“A Familiar Woman”
Book 1, chapter 10; Book 2, chapter 15
Characters
1.10 a man and his wife or girlfriend, both unnamed.
2.15 Dentist/ Rapist (Ralph Greenleaf) his first patient victim (Claire Page) his second (another Claire, no last name), his wife (Inez) her lover (Marty)
General Subject/ Plot
1.10: a man confronts likenesses of the significant lady of his life outside of their shared home.
2.15: a dentist gets caught taking advantage of a patient under sedation, years later he finds himself in the same situation with a very similar woman.
Motifs
1.10 Clothing (gabardine, velvet, suede, shorts, flowered dress), alcohol, a literary work (Pierre in another one, the first In Dreams?).
2.15 Claire (two of them both widows both in “forties”), Greenleaf, rape, a nurse, widow, strawberry blond, infidelity, unhappy, murderous thoughts (like the first On the Roof)
Notes
The Sacred Fount. “Coincidence, as life proves over and over again, is so routine as to beggar comment.” (A statement from the 2nd…. Although it doesn’t go with the opening Williams quote, is there a sense in which coincidence, of which the book is replete of instances, is the “strange commonplace” referred to in the the book’s title? Also: are we to look on the fact that both Ralph the dentist and Bill the salesperson of the year have the last name Greenleaf as a coincidence or something else? In what sense is it a coincidence, if it is a coincidence? Would it be coicidental if a book had several character sharing the same name, and having similar life experience, which in fact had nothing to do with each other?)
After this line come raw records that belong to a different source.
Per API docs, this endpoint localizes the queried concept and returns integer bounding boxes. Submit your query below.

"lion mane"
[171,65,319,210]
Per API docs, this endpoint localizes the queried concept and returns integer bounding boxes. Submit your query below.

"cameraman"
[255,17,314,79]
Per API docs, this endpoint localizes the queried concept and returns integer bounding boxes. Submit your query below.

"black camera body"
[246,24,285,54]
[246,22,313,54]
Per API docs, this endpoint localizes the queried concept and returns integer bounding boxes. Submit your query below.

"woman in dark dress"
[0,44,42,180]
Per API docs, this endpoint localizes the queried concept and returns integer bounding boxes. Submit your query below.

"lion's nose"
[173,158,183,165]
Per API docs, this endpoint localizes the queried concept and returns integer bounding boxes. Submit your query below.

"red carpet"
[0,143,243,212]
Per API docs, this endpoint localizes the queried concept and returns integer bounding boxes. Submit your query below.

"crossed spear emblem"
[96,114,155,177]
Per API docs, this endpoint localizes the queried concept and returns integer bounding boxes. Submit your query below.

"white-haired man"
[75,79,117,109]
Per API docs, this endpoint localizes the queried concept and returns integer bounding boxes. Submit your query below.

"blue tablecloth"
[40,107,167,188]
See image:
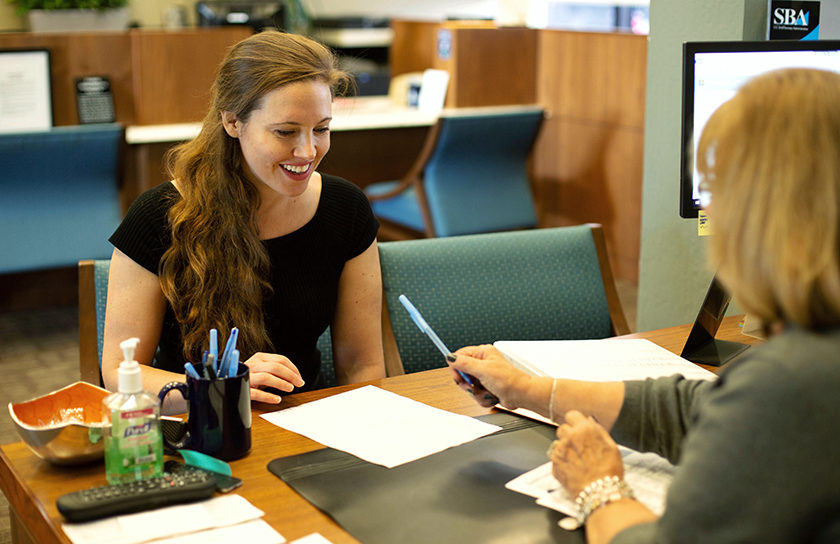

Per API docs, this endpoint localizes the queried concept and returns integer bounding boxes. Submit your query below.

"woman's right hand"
[245,352,303,404]
[449,344,531,409]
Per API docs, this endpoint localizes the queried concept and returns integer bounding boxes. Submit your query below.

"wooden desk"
[0,317,758,544]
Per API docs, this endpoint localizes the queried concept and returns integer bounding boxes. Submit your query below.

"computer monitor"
[680,40,840,218]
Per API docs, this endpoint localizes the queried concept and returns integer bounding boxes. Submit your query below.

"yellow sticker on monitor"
[697,210,712,236]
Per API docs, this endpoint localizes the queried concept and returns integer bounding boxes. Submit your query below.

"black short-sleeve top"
[110,174,379,390]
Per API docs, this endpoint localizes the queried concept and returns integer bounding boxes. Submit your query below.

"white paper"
[291,533,332,544]
[62,494,268,544]
[505,446,674,516]
[261,385,501,468]
[149,519,286,544]
[0,51,52,133]
[493,338,717,382]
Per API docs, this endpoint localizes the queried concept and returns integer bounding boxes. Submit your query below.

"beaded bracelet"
[575,476,636,526]
[548,378,557,421]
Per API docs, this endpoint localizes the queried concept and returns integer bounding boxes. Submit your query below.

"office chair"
[79,259,337,387]
[0,124,124,273]
[379,224,629,373]
[365,106,543,240]
[79,259,111,386]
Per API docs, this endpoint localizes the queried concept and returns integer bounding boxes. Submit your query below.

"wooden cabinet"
[391,20,647,282]
[0,26,251,126]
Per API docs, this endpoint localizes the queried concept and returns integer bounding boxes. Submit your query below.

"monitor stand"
[680,277,749,366]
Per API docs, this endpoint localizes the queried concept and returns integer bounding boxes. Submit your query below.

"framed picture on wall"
[0,49,52,133]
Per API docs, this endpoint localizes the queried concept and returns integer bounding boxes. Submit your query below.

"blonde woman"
[102,31,385,411]
[452,69,840,544]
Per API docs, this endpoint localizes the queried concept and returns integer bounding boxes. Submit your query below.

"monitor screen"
[680,40,840,218]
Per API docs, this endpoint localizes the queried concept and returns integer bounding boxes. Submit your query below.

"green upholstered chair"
[365,105,544,240]
[79,259,336,387]
[317,327,338,387]
[379,224,629,372]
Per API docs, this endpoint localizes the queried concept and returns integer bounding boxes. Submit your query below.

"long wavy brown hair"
[158,31,352,361]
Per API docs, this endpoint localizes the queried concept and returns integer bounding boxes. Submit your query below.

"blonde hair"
[697,69,840,329]
[159,31,352,361]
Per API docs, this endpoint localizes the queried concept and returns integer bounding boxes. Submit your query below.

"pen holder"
[158,363,251,461]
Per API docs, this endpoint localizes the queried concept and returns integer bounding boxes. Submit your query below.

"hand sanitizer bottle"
[102,338,163,484]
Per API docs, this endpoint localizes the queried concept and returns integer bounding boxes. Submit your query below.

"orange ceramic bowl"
[9,382,110,465]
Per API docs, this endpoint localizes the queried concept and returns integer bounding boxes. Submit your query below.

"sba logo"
[773,8,811,27]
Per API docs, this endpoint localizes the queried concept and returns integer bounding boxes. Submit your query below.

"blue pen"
[210,329,219,361]
[184,363,201,380]
[227,349,239,378]
[399,295,499,404]
[399,295,474,385]
[222,327,239,368]
[204,353,216,380]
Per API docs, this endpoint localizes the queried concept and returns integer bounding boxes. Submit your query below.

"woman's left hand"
[551,410,624,497]
[245,352,303,404]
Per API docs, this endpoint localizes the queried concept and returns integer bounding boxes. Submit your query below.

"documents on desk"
[493,338,716,382]
[261,385,501,468]
[494,338,696,528]
[62,495,286,544]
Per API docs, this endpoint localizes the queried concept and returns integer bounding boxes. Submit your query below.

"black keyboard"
[56,470,216,522]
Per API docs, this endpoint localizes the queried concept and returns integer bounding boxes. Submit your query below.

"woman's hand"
[449,345,530,409]
[551,410,624,497]
[245,353,303,404]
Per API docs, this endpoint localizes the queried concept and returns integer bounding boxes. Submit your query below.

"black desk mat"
[268,413,584,544]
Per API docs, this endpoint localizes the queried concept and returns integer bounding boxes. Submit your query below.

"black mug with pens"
[158,329,251,461]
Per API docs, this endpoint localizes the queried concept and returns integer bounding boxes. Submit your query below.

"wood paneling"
[388,19,440,76]
[390,21,538,108]
[0,32,134,125]
[131,26,252,125]
[533,30,647,282]
[444,28,537,108]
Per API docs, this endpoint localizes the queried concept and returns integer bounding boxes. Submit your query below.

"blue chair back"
[93,259,111,369]
[379,225,627,372]
[423,108,543,236]
[0,124,123,273]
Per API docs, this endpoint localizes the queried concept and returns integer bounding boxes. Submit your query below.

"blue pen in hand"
[399,295,499,404]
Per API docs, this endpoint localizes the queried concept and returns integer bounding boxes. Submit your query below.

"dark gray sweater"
[612,328,840,544]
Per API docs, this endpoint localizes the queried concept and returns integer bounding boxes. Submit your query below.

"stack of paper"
[493,338,716,382]
[261,385,501,468]
[494,339,704,529]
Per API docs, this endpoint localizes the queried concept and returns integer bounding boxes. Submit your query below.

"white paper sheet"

The first of these is especially puzzling. Does the man have one vision of his lady when he’s in her physical presence and another when he’s outside of it? What does the woman’s clothing have to do with this vision? (It does seem that in a Strange Commonplace identity can be closely wrapped up in what one wears. One can be vulnerable, in undergarments, or invulnerable, in a suit, for instance. To change clothes is to change who one is.)
In the second, it’s notable that there are actually two sets of familiar women, the two Claire’s as well as the two nurses. Should maybe be considered how these mirror each other.
After the second, the next three stories in the second book all deal with rape (though in “The Jungle” it’s more a suggestion.) Notable — the first “On The Roof” precedes the first “A Familiar Woman” while the second “On The Roof” preceds the second “A Familiar Woman.”